William mencontohkan Stasiun Bundaran HI. ”Kalau kapasitas di Stasiun Bundaran HI, misalnya 60 orang, tidak bisa juga kita isi 60 karena nanti di Stasiun Dukuh Atas juga akan ada yang naik. Jadi, setiap stasiun itu punya kapasitas, punya target. Ini yang akan kita simulasikan. Setiap stasiun itu berapa, sih, kapasitasnya untuk memastikan bahwa kereta itu tetap bisa mengakomodasi penumpang yang ada di setiap stasiun supaya terdistribusi dengan baik. Jangan sampai, misal, di sini kita tampung semua penumpang, ternyata di Dukuh Atas penumpang sudah tidak bisa naik. Penumpukannya ada di Dukuh Atas. Nah, ini strategi yang kita bangun pada fase simulasi nanti,” katanya.

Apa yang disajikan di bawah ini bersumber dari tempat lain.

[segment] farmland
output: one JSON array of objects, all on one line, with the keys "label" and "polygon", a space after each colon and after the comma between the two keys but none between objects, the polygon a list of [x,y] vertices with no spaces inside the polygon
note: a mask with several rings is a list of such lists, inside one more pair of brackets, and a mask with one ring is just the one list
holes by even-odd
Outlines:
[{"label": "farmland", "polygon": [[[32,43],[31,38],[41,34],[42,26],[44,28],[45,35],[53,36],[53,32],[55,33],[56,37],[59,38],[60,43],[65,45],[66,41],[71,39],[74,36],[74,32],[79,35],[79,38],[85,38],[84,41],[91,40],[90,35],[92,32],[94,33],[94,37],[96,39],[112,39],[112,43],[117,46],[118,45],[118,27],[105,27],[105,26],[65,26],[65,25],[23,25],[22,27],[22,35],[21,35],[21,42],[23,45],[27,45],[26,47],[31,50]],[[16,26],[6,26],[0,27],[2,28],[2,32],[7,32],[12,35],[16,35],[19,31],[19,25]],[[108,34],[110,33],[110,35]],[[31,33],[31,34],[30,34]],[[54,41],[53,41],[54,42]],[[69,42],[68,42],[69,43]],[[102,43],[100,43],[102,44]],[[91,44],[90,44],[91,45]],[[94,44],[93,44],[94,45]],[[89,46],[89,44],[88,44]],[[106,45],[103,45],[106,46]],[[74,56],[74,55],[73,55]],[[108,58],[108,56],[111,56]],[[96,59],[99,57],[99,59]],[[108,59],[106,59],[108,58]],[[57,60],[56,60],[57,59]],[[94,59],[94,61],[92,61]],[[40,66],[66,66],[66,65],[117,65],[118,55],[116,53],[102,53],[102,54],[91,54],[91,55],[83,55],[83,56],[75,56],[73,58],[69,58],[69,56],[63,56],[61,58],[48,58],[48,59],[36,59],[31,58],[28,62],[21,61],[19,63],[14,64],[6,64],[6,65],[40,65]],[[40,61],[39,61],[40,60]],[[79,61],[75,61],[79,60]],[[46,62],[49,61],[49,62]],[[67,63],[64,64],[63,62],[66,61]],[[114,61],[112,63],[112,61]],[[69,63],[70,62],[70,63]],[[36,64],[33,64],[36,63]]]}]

Agar saat relaksasi PSBB tidak terjadi penumpukan penumpang, PT MRT Jakarta mengantisipasi dengan berkirim surat kepada para pemilik gedung perkantoran di sepanjang Jalan Sudirman dan Thamrin. Tujuannya adalah supaya setiap kantor bisa menyusun waktu kerja yang fleksibel sehingga tidak semua menggunakan transportasi umum pada jam sibuk yang sama.
”Kita meminta mereka mendukung langkah kita, salah satunya dengan menerapkan jam kerja yang fleksibel. Kami siap bekerja sama,” ucap William.
Jika dalam kondisi normal jam sibuk ada di rentang pagi dan sore hari, lalu dengan adanya PSBB jam sibuk pagi ada di pukul 07.00-09.00 dan 16.00-18.00, pada masa transisi bisa saja jam sibuk menjadi lebih lama. Maka, PT MRT Jakarta juga akan bersiap memperpanjang rentang jam sibuk dan jarak kedatangan antarkereta supaya penumpang bisa terlayani.
”Pada saat PSBB kita terapkan jam operasi 06.00-18.00, lalu headaway 30 menit, jarak antarkereta 30 menit, dan kami hanya operasikan tiga kereta. Pada saat memasuki fase pemulihan atau fase transisi, kita akan kembali ke situasi normal. Headaway saat jam sibuk 5 menit sekali, dan saat jam tidak sibuk 10 menit sekali, kemudian kereta juga akan operasi pukul 05.00-21.00. Namun, kami sambil melihat kebutuhannya akan seperti apa. Kalau kebutuhannya banyak di peak hour, kami akan tambah jumlah atau waktu dari jam sibuk tadi. Tergantung dari jumlah penumpang,” ujarnya.
Di sisi lain, PT MRT tetap berharap supaya relaksasi tidak dilakukan bersama-sama, tetapi bertahap per sektor.
”Demand management itu yang sedang kami siapkan. Karena, pada saat nanti, misalnya, PSBB mulai direlaksasikan, penumpang mulai masuk kantor, akan ada banyak pergerakan orang menggunakan transportasi publik. Kita berharap bahwa dengan jumlah yang naik, kita tetap bisa mengontrol, kita tetap bisa menerapkan standar-standar prosedur kesehatan yang ketat tadi. Dan, ini akan kita laksanakan setegas-tegasnya untuk memastikan fasilitas transportasi publik itu tetap bisa menjadi sarana yang memutus persebaran rantai Covid-19,” kata William.